Tags: Jump | High-frequency | Trading | Money

Jump Trading LLC: A Case Study in High-frequency Trading, Big Money

Wednesday, 23 July 2014 07:40 PM EDT

Far from Wall Street in a Chicago neighborhood once synonymous with urban blight, two futures industry veterans are using secrecy and speed to mint fortunes.

Their firm, Jump Trading LLC, was all but invisible until it was among six companies subpoenaed in April by New York prosecutors. Jump has ascended the ranks of high-frequency traders during the past 15 years to become one of the top firms on the Chicago Mercantile Exchange, where $925 trillion of derivatives changed hands last year. Its annual revenue has exceeded half a billion dollars.
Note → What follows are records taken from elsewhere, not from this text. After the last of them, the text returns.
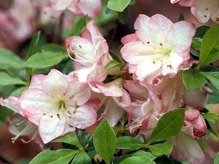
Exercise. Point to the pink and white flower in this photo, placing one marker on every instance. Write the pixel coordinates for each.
(91, 54)
(159, 48)
(56, 103)
(205, 10)
(186, 3)
(144, 110)
(18, 125)
(90, 8)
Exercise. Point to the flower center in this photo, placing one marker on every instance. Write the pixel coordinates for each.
(62, 105)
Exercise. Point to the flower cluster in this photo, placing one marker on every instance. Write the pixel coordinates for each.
(203, 10)
(141, 85)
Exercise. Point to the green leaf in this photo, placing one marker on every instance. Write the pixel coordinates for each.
(105, 141)
(216, 158)
(6, 79)
(53, 48)
(5, 113)
(200, 31)
(128, 143)
(69, 139)
(140, 157)
(196, 43)
(78, 26)
(161, 149)
(33, 44)
(81, 158)
(113, 63)
(118, 5)
(44, 60)
(168, 126)
(18, 91)
(62, 156)
(212, 75)
(9, 60)
(210, 46)
(193, 79)
(144, 153)
(210, 116)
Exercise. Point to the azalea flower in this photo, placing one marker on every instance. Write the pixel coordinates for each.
(91, 54)
(205, 10)
(18, 125)
(186, 3)
(56, 103)
(158, 47)
(90, 8)
(144, 110)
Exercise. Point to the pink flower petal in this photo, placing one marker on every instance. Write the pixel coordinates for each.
(82, 118)
(55, 83)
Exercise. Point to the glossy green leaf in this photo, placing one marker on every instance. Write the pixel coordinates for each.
(78, 26)
(128, 143)
(6, 79)
(63, 156)
(105, 141)
(9, 60)
(18, 91)
(168, 125)
(210, 46)
(196, 43)
(113, 63)
(81, 158)
(53, 48)
(118, 5)
(161, 149)
(212, 74)
(5, 114)
(193, 79)
(140, 157)
(44, 60)
(200, 31)
(33, 44)
(69, 139)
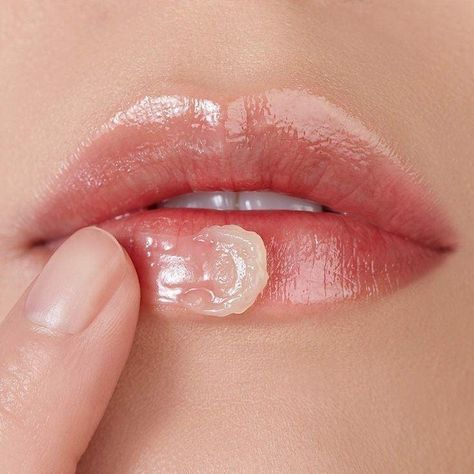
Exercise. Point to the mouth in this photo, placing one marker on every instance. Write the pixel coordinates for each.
(340, 215)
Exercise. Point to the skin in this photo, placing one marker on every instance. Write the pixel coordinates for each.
(382, 386)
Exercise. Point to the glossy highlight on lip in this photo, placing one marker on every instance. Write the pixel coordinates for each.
(385, 231)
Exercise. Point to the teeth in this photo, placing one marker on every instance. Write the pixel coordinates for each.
(244, 201)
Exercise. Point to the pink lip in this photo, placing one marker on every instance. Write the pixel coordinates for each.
(385, 232)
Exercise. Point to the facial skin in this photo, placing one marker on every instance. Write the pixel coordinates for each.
(379, 386)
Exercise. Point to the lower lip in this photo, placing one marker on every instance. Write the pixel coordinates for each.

The company was founded by traders Bill DiSomma and Paul Gurinas, whose level heads caused them to stand out in the cacophony of a Chicago trading floor. Today, the pair parcel money among 20 or so teams, each guarding its computer models from the others to trade stocks, bonds and commodities with strategies that go almost as fast as light.

“Billy was one of the few upright, stand-up guys in the pits,” said Yra Harris, owner of Praxis Trading who knew DiSomma when they worked in the Chicago trading pits during the 1990s. “He had a very good presence. There were all kinds of games being played in the pits, but he wasn’t one of those who messed others around.”

Befitting its history of stealth, neither the firm nor its principals spoke for this article, and three people familiar with the matter said former employees were told not to speak with Bloomberg News.

‘Low Profile’

Jump’s reluctance to speak comes as arrangements between financial exchanges and HFT firms are being examined by New York Attorney General Eric Schneiderman and the U.S. Commodity Futures Trading Commission. Jump hasn’t been publicly accused of wrongdoing by any government investigator.

“Although Jump is well known and respected within the industry, they keep a very low profile beyond the narrow confines of electronic trading,” said William Sterling, former chief of UBS AG’s global equities electronic business who co- runs Headlands Technologies LLC, a quantitative trading firm.

Jump’s headquarters are north of Chicago’s financial district in an area once dominated by one of the nation’s most dangerous public-housing projects, the Cabrini-Green Homes, whose high-rises were demolished during the last decade. Its offices are in the former warehouse of Montgomery Ward, a remnant of the city’s days as the mail-order capital of the U.S.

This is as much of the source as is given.